One possible project involves drilling a second well to help keep the course’s irrigation pond full. The small pond off the challenging fifth hole feeds the course irrigation system. The pond is currently recharged through the combination of a natural spring, a nearby stream, and a nearby well. It struggled to keep up with irrigation demands this past summer.

“You could see the pond go down two and a half feet [following an irrigation session],” Wakelin said. “We’d have to skip a day and let the pond catch itself up.”

A location for a new well hasn’t been finalized yet; one area being eyed is off the second and third holes, which would cut down on the amount of water being pumped across the course. 

Town Meeting last year approved money to improve the safety netting that protects the clubhouse from long, errant drives along the 2nd hole. The clubhouse is currently dotted with broken windows and siding, demonstrating the need for better protection.

A company has been hired to install new support poles that will be five feet taller than the existing ones. The new netting has already been delivered, and work should begin in the next couple weeks, Wakelin said.  

The golf course is also looking to update much of its maintenance equipment and carts. Abington bought the equipment for $30,000 from the course’s last management firm when its contract expired. However, the equipment is all 13-17 years old and getting worn out, Wakelin said. 

Over the next few years, Wakelin said the course is looking to replace its mowers for the fairways and greens, aerators, blowers, chainsaws, and other equipment. The healthy 2020 season means the committee can also consider buying larger mowers, for example, that would allow staff to cut fairways faster. 

The golf carts, which are 2014 models, are also going to be upgraded to 2018 models, according to Wakelin. Cart rentals are traditionally money-makers for golf courses. Wakelin said the course is increasing its stock from 25 carts to 30 to handle demand during tournaments and peak weekends.

The process of replacing many of the trees lost to recent storms is also underway.

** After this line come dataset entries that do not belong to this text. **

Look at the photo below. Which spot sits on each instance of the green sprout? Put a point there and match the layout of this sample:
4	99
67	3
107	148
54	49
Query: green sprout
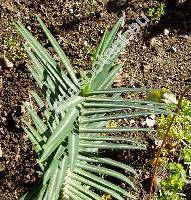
156	13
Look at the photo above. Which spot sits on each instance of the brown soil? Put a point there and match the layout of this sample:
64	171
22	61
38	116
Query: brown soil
79	25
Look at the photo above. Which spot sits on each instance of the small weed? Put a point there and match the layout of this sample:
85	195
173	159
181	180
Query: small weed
178	135
156	13
15	48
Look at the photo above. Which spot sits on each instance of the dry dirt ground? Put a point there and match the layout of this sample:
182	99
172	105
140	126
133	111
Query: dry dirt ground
153	59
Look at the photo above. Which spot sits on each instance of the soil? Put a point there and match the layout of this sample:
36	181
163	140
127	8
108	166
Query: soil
153	59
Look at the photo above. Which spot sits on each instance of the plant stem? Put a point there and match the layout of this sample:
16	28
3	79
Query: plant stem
164	140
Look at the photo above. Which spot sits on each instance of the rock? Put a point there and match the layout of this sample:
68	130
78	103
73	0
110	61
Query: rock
166	32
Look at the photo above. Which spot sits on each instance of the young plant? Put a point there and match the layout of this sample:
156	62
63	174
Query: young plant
68	137
172	187
174	129
156	13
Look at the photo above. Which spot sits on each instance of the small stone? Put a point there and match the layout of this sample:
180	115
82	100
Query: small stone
166	32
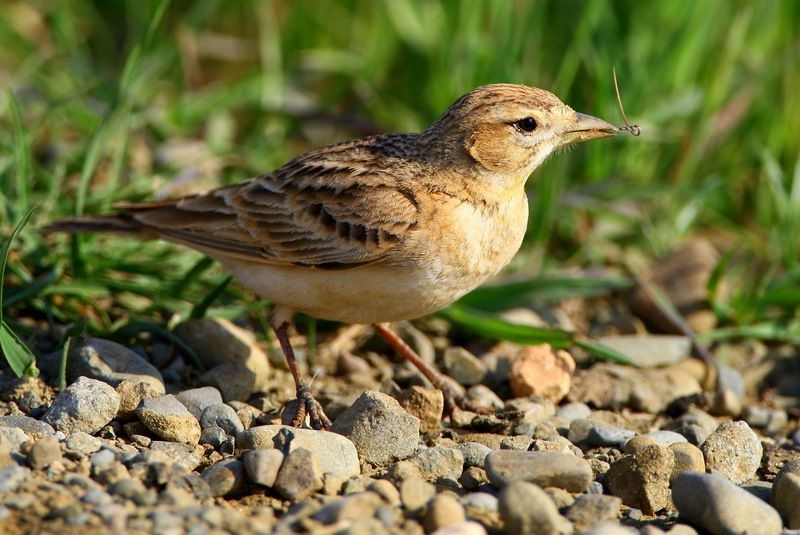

The edges of the 1st and 9th fairways, 1st and 2nd, and 2nd and 3rd fairways have opened up noticeably due to the loss of trees over the past few years. Replacements may be in the form of fast-growing Lindens as opposed to tall hardwoods. Wakelin said, although Vadeboncouer is angling for conifers, which don’t produce leaves.     

Regular golfers will also notice a new concrete pad off the 7th fairway. The area will be used to store loam and stone dust. In future years, it may become a new storage site for some machinery. The current barn is getting maxed out, Wakelin said.

“You can’t walk in the barn, it’s completely full of machinery or carts,” he said. 

As a long-term goal, the committee is eyeing a clubhouse improvement project, such as a porch or a patio, which would make it more convenient for golfers to stay for food and a drink after their rounds, or give tournaments a space to set up.  

Assistant Town Manager Sue Moquin told the Finance Committee recently that the town is eyeing a combined state Green Communities Grant to pay for needed HVAC and heating improvements at both the senior center building and golf course clubhouse.